2.8. Cathepsin G-Derived Peptides

Cathepsin G (catG) is a neutrophil serine protease (NSP) with antimicrobial properties. Stored within the acidic granules, NSP become active only after being released into the phagocytic vacuole. Furthermore, they are also components of neutrophil extracellular traps—extracellular fibrillary structures released by neutrophils. These traps are composed of NSP alongside chromatin and facilitate pathogen arrest [104,105].

2.9. Venom-Derived Peptides

Natural toxins can be used therapeutically against several diseases, due to their high specificity for certain cellular components. Scorpion venom has been studied as a source of those toxins, as it is a mixture of polypeptides, nucleotides, mucoproteins among other substances [107]. Their AMP share relevant characteristics with the ones we are typically familiar with, such as the presence of hydrophobic and cationic residues, a positive net charge, and the ability to adopt an amphipathic structure [108].

2.10. B1CTcu5

B1CTcu5 is a 21-amino acids long AMP that belongs to the Brevinin-1 family, sharing a very similar sequence to its parental peptide. Brevinins are known for their antimicrobial activities against Gram-positive and Gram-negative bacteria. This cationic peptide was isolated from the skin secretion of the frog Clinotarsus curtipes [111,112]. Against planktonic cultures of Mtb H37Rv this peptide was bactericidal, presenting a MIC of 12.5 μg/mL. Moreover, at its MIC, the peptide was capable of completely inhibiting Mtb growing inside THP1-derived macrophages. Furthermore, it was deemed as non-toxic against this cell line, proving to be a potential anti-tubercular lead [112].

3. Non-Animal AMPs with Anti-Tubercular Activity

3.1. Bacterial Peptides

Nisin A and lacticin 3147 are two of the best characterized lantibiotics. Ribosomally synthesized peptides produced by the Gram-positive bacteria Lactococcus lactis, lantibiotics have had their use well-documented in food, animal, and human applications [113]. Mutacin 1140, typically known as MU1140, is derived from Streptococcus mutans JH1140, has 22 amino acids and presents low levels of toxicity, a high degree of stability, and good pharmacokinetics [118,119]. Lasso peptides are a subclass of ribosomally synthesized and post-translationally modified peptides characterized by a stable structure. With a broad spectrum of bioactivity, lasso peptides have been associated with antimicrobial action, including relevant anti-tubercular efficacy [121]. Streptomyces has been a bacterial source of peptides with antimycobacterial properties [124]. Most importantly, these bacteria are the source of streptomycin, the first approved antibiotic used to treat tuberculosis [125].

3.2. Fungal Peptides

Fungal defensins are potent AMP with low toxicity and high serum stability. Through the method of residue substitution, several variants of plecstasin were generated such as NZX, with reported anti-tubercular activities and high resistance to proteases’ action [129]. Trichoderin A, the peptide with the highest efficacy, was found to exert this potent antimycobacterial activity through inhibition of the mycobacterial ATP synthesis [131].
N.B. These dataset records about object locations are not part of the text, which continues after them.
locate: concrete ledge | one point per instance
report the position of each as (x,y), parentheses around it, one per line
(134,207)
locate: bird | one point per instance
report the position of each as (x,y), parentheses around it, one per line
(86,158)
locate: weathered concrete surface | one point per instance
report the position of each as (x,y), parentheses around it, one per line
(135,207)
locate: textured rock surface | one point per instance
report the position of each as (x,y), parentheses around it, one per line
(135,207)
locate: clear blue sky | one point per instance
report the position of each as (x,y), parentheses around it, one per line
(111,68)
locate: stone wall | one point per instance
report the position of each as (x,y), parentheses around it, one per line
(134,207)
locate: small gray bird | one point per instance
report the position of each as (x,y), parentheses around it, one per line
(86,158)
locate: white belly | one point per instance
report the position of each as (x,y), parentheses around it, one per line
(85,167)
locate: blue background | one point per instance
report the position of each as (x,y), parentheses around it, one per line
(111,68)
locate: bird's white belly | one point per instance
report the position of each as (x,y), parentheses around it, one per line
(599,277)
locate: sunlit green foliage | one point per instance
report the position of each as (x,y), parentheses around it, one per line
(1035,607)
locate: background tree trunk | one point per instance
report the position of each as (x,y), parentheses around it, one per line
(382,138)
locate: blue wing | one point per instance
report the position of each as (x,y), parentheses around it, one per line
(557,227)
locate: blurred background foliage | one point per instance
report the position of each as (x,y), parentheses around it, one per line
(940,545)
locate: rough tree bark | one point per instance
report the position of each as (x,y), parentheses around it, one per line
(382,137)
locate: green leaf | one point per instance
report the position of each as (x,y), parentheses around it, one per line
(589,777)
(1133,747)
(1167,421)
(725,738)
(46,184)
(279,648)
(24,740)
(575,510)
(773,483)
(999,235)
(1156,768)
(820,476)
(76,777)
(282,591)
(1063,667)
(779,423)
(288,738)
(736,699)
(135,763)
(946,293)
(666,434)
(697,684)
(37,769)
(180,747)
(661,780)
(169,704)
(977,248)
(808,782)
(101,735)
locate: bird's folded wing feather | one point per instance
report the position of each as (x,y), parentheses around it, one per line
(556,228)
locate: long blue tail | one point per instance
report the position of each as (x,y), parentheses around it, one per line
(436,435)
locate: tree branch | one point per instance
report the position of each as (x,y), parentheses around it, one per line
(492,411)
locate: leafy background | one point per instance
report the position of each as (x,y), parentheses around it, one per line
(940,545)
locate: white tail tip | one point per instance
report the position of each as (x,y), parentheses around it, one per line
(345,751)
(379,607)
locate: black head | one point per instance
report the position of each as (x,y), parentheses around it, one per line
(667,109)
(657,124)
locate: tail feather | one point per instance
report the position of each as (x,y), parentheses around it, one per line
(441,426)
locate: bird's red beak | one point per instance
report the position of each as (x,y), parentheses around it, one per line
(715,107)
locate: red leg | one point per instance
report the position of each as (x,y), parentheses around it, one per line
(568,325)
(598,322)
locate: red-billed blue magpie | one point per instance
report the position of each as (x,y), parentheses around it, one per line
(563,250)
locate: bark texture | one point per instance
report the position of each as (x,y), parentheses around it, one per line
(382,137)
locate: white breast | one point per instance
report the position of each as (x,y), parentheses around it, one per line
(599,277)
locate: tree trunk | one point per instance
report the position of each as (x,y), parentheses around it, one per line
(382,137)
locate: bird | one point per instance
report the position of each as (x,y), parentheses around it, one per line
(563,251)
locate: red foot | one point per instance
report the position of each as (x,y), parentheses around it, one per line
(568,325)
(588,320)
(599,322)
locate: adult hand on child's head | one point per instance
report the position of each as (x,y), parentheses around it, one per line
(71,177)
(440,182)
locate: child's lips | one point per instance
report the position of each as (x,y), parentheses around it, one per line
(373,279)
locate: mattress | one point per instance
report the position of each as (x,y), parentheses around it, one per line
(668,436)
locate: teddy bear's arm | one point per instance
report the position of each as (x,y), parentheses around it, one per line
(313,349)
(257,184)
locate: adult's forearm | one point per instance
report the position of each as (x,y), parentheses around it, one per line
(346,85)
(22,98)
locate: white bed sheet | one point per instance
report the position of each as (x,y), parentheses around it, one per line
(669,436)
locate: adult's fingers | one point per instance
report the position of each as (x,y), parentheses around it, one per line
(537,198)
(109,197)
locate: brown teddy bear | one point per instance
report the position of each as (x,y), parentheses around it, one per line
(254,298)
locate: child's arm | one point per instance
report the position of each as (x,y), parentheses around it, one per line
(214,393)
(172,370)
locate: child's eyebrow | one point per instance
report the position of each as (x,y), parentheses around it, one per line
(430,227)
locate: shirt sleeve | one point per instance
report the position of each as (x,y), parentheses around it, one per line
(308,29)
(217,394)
3.3. Plant-Derived Peptides

Capsicum plants, specifically, have been considered as a possible research target in the search for new proteins and peptides that help defend plants against invading pathogens, given their already described antibacterial compounds [132,133].

4. Taking AMPs from Bench to the Clinic

However, despite their remarkable properties, AMPs still face major challenges to join the pharmaceutical industry. The primary challenge is the susceptibility to proteolytic enzymes. When administered orally, AMP must overcome enzymes that operate through the digestive tract, like pepsin, trypsin, and chymotrypsin. Intravenous administration poses similar challenges, as there are many proteases in blood [150]. Moreover, intravenous administration translates into a shorter half-life due to hepatic and renal clearances [31]. New design strategies have been applied to overcome these challenges, with the incorporation of non-natural amino acids, backbone mimetics, conjugation with fatty acids, and N and C-terminus modifications [136]. Furthermore, drug delivery systems, using different types of vehicles such as nanoparticles, liposomes, or different gel formulations, have also been a strategy employed to reduce proteolytic degradation [151].